Phylogenetic Analysis

Genomes masked at repetitive loci [15] were aligned, using MAFFT (version 7.490) and iqtree (version 2.0.3) software to generate a whole-genome maximum likelihood phylogeny, with 1000 ultrafast bootstraps and automated selection of the best substitution model.

tprK Bioinformatic Analysis

Paired-end tprK reads were adapter trimmed and merged in bbmerge [19] using maximum stringency and processed with our custom pipeline [16] to identify V regions (https://github.com/greninger-lab/T.Pallidum-Seattle). Sequences that resulted in frameshift or nonsense mutations were discarded. In-frame reads were randomly downsampled to an equivalent number of sequences (3471) per V region per replicate. Concordance between replicates was confirmed by determining that the Pearson correlation coefficient between replicates exceeded 0.85, and then reads per V region were averaged across both replicates. Sequences appearing only in a single replicate or below the sequencing error threshold (0.5%; 17 reads) were discarded. High-confidence short reads were then locally aligned, using the basic local alignment search tool (BLAST; version 2.13.0) [23], to the sample-matched donor site locus determined during WGS, using a word size 10 and 100% identity. The top BLAST hit for each V region was then annotated as belonging to 1 of 53 known donor sites [9].

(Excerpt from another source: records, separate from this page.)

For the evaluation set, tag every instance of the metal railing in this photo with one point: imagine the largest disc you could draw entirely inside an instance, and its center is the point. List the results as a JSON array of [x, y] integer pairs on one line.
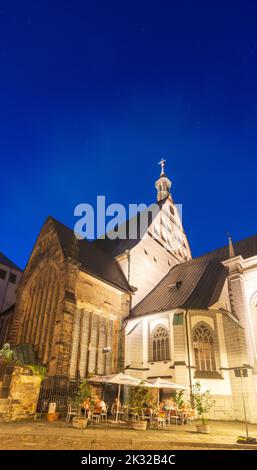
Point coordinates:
[[57, 390]]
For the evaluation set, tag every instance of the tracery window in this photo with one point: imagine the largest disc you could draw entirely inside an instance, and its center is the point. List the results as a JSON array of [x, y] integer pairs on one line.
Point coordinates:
[[204, 348], [160, 344]]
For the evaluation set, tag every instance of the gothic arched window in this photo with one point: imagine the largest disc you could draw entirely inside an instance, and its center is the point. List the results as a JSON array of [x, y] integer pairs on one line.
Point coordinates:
[[160, 344], [204, 348]]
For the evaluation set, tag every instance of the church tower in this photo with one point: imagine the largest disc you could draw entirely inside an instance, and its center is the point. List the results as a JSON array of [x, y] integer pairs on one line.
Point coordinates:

Statistics and Visualization

All analyses were performed with R software (version 4.2.3), using the ggplot2 (version 3.4.2) [24] and ggtree (version 3.7.2) packages [25].

RESULTS

Descriptive Epidemiology of Sequenced T. pallidum Specimens

As part of a clinical study of T. pallidum testing in King County, we had available 85 oropharyngeal and rectal swab specimens in Aptima buffer positive for T. pallidum by Hologic real-time transcription mediated amplification [26, 27]. Of the 85 positive Aptima swab specimens, 13 specimens did not test positive by tp47 qPCR owing to low treponemal load. Among samples positive by both tp47 qPCR and TMA, comparison of the qPCR-derived treponemal loads with real-time TMA (rTMA) time revealed a robust negative correlation (r = −0.78), with successful genome recovery for specimens for which >600 genome copies were available for capture library preparation using a 17.5-µL input volume (Figure 1 and Supplementary Table 3).

Figure 1.

Relationship between Treponema pallidum genome copies in extracted DNA, rTMA time on Aptima assay, and ability to recover complete genome. T. pallidum genome copies, as determined by tp47 quantitative polymerase chain reaction, were highly correlated with rTMA time taken directly from the Hologic Aptima assay (r = −0.78). Complete genomes were defined as having <5.3% missing data in the genome (green), while incomplete genomes had >5.3% missing data (red). We did not attempt capture on specimens that had <10 copies/µL extracted DNA, based on prior experience (light blue). Abbreviation: TMA, transcription-mediated assay.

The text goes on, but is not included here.